Thank you for the logistical info about the HRP fry and mom.

After talking to you and some other people keeping roselines, I obtained a group of 5. They do well together and actually swim in a school when not feeding. I was able to get a great deal on them at Petsmart (not as great as your deal).

So if you wanted to do a school of them and are not opposed to big box pet stores you might want to take a look, the one in my area has been getting new shipments every week. Just a heads up in case you are interested.

Thanks,
Matt


----------



## Chubbs the Jellybean (Jun 16, 2009)

Keep us updated on their growth :thumb:


----------



## remi (Apr 16, 2007)

Cute little guys. look just like little cons when they are that small.


----------



## Chubbs the Jellybean (Jun 16, 2009)

Any updates?


----------



## MonteSS (Dec 8, 2008)

I can ship some whenever you want if you want to grow them out. They are still tiny.

....Bill


----------



## Chubbs the Jellybean (Jun 16, 2009)

I think I'd love a bunch as soon as they're like 3/4" - 1" if that's possible


----------



## MonteSS (Dec 8, 2008)

No prob.

....Bill


----------



## Chubbs the Jellybean (Jun 16, 2009)

Within a month you think?


----------



## MonteSS (Dec 8, 2008)

Prob 2 months to get to 3/4" i would guess.

...Bill


----------



## Chubbs the Jellybean (Jun 16, 2009)

Sounds good to me opcorn:


----------



## MonteSS (Dec 8, 2008)

Getting some nice blue coloring.






....Bill


----------



## Rigo (Aug 7, 2009)

U still have them MonthSS? I would love to take some.off your hands. I'm n the DC area, bout how far are u from here?


----------



## MonteSS (Dec 8, 2008)

3 hours from DC

Ya. They are growing nicely. 1/2-5/8" now.

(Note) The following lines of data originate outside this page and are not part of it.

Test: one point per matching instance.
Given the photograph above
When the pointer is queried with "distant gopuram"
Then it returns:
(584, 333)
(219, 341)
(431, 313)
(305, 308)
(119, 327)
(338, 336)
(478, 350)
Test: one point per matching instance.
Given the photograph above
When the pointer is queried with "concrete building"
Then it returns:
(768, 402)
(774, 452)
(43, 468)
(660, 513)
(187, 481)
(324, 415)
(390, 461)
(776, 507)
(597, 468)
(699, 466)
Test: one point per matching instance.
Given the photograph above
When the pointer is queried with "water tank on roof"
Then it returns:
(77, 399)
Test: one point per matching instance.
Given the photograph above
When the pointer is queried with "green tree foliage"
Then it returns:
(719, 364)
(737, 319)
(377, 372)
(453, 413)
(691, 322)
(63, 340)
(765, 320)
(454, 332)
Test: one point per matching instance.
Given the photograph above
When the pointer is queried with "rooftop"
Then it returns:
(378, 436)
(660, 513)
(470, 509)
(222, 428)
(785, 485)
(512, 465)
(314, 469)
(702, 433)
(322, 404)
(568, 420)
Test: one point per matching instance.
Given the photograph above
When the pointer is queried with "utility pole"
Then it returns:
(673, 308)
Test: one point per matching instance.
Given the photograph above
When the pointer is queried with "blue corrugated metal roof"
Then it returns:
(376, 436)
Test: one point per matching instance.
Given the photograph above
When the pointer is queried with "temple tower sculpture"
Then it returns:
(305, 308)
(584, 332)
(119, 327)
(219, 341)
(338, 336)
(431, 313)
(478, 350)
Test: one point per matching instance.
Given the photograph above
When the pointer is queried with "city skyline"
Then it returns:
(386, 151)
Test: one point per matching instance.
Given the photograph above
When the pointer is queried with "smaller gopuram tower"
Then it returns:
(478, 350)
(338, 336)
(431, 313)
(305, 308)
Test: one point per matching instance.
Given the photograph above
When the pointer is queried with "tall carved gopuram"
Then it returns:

Shipping is about $15. One day delivery to DC.

....Bill


----------



## Chubbs the Jellybean (Jun 16, 2009)

I'm getting the feeling I'm not going to be able to take them off your hands for your Bill... What with the fact that I've already got a pair of convicts breeding every 3.5 weeks, and the HRPs that I have possibly pairing off, and the rams in the 37 possibly pairing off...

3 pairs of breeding fish, that's a lot of fry. :lol:

Thought I'd love to be kept abreast of how they progress


----------



## MonteSS (Dec 8, 2008)

Rigo said:


> U still have them MonthSS? I would love to take some.off your hands. I'm n the DC area, bout how far are u from here?


I also know a guy in DC area with Leucistic HRP if you are interested.

...Bo;;


----------



## Rigo (Aug 7, 2009)

Oh ok, you must be in Blacksburg or somewhere out there in VA. I'd gladly pay that $15 for the shipping for some of those little guys. Haven't seen any pure HRP round here in awhile, usually Con hybrids. I'd be interested n the Leucistic ones also, but want the standard more. PM me when they grow out some


----------



## MonteSS (Dec 8, 2008)

Was taking a vid of my Apisto Hongsloi and the HRP. They are growing out well.






1/2-3/4". Father is Rio Danli. Very blue with bright orange/red fins and tail. Mother is a standard blue HRP. $3 each + shipping if anyone is interested

....Bill


----------



## Rigo (Aug 7, 2009)

I'm down :thumb:


----------



## MonteSS (Dec 8, 2008)

NP Rigo. Just PM me when you are ready.

Dad.









Old pic of Mom









....Bill

....Bill


----------



## Rigo (Aug 7, 2009)

That male looks amazing!! Don't know if its the angle of the pic or something, and I'm no expert so don't take it the wrong way but the female looks like its a Convict not a HRP. U have any other pics


----------



## MonteSS (Dec 8, 2008)

I have had differing opinions on her. She is powder blue all over. She has the same body type (long and skinny) as my HRP Leucistic from Rapps. She has no color on her belly. Very peaceful compared to Con. My Con and all I have seen are very high bodied compared to length. I really dont see any Con in her.



















.....Bill


----------